*~*~*~*~*
05.02.1971
Sevgili İngiliz Beyefendisi,
İnanın bana, mektubu kaleme alacak gücüm dahi yok. Tıpkı sizin gülümsemeye gücünüzün kalmadığı gibi...
Elimde bir gazete kupürü var şimdi... Apar topar Londra'ya gittiğimizde elime geçen gazeteden ufak bir parça, bir haber.
"Geçtiğimiz sabah Londra'da, Nancy Stephanie Hatchards(47), şehrin en eski kitabevi olan 'Hatchards Kitabevi'nde kendi canına kıydı. Perşembe günü cereyan eden bu olayın perde arkası ne yazık ki hala gizli. Olaya şahit olan Harry Styles(26), bir kez daha bir 'intihar' vakasıyla gündeme geldi. Altmışlı yılların başarılı rock yıldızı olayla ilgili suskunluğunu koruyor."
Canınız yanıyor... görüyorum. Ancak elimden gelmiyor acınızı kalbinizden söküp atmak... Keşke gelse.
Elimden gelen tek şey bu... yazmak. Olanları en başından kaleme almak...
Dün, hastalığıma rağmen erkenden uyanıp mutfakta oturan Jack'in yanına geldim. Gece boyu uyumadığı bana yorgun bakan gözlerinden belliydi. Onunla oturup biraz lafladık. Bana benimle nasıl ilgilendiğinizden bahsetti ilk evvel, başımda nasıl beklediğinize kadar... Beni ziyadesiyle mahcup ettiniz, efendim. Gerçekten de mahcup ettiniz.
Daha sonra Jack çekinse de konuyu başka bir yere getirdi ve dedi ki... "Bir şey olsa... en azından bana söylerdin, değil mi Lyla?"
Nutkum tutulmuştu o böyle sorduğunda, bir süre cevap veremeyip gözlerine baksam da, "Tabi..." diye mırıldanmayı başardım.

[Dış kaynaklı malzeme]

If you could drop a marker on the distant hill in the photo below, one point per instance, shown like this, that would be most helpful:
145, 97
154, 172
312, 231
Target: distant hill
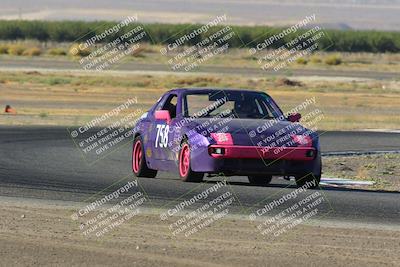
336, 14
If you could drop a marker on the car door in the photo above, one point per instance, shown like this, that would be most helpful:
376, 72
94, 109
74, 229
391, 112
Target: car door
162, 131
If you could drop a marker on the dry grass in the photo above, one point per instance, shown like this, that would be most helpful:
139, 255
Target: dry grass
74, 98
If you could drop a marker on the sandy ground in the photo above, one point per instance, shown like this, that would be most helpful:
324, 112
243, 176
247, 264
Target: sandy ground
44, 234
382, 169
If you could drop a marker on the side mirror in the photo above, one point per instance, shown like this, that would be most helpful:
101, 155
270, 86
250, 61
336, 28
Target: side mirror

Jack'in yüzü hayal kırıklığıyla sarsıldı, zaten yüzünün bir harabeden farkı yokken bu denli değişmesi yüreğimi hoplatmıştı, "Jack..." diyerek elimi onunkine doğru uzattım ancak o elini çekti, "Bana yalan söylemeyeceksen, seni dinlerim," diye mırıldadı.
Öylece gözlerine baktım.
"Susuyorsun!" diye fısıldadı hiddetle, içindeki acı gözlerine kadar ulaşmıştı ve o acı dolu gözleriyle doğrudan benim gözlerimin içine bakıyordu. En derinimde hissettim acısını... sustum.
"Diyecek bir şeyim yok ki Ja..."
"Hâlâ yalan söylüyorsun!" dedi ellerini saçlarının arasına götürürken, "Canımın bu kadar yandığını bilerek... göz göre göre... Sen ne zamandır benden bir şeyle gizliyorsun, Lyla?" diye sordu çaresizlik içinde.
O an o kadar köşeye sıkışmıştım ki bir anda "Sen ne zamandır gizliyorsan..." deyiverdim, "Ben de o zamandır."
Bir anda duruldu, havalanan elleri yavaşça aşağıya indi. Şaşkınca bana baktı, "Sen n... neden bahsediyorsun?" diye kekeledi, "Ne demek bu?"
"Seni görüyorum..." diye fısıldadım, "Sürekli ortadan kayboluyorsun, mutsuzsun, bir şeyler yanlış ve... söylemiyorsun, Dawson."
Gözlerinden korku bir rüzgar gibi geçerken, "Yakında zaten öğreneceksin..." diye fısıldadı ve umutsuzca arkasına yaslandı. Bakışları duvara doğru kayarken, "Zaten ondan sonra... ne olur hiç bilmiyorum." dedi.
Çatılmış kaşlarımla yüzünü inceledim, Tanrım, gerçekten kötü görünüyordu, dudakları aşağı doğru sarkmış, gözleri acıyla yumulmuştu, "Dawson, sen iyi değilsin..." diye mırıldandım ayağa kalkarken, "Biraz uyumaya ne dersin, ben çok daha iyiyim..."
ŞİMDİ OKUDUĞUN
englishman | harry styles
FanfictionSevgili İngiliz Beyefendisi, daha adınızı bile bilmiyorum lakin özrümü kabul edin. Başta size karşı bu duyguları beslediğim, sonra da sizden bunu hep gizleyeceğim için...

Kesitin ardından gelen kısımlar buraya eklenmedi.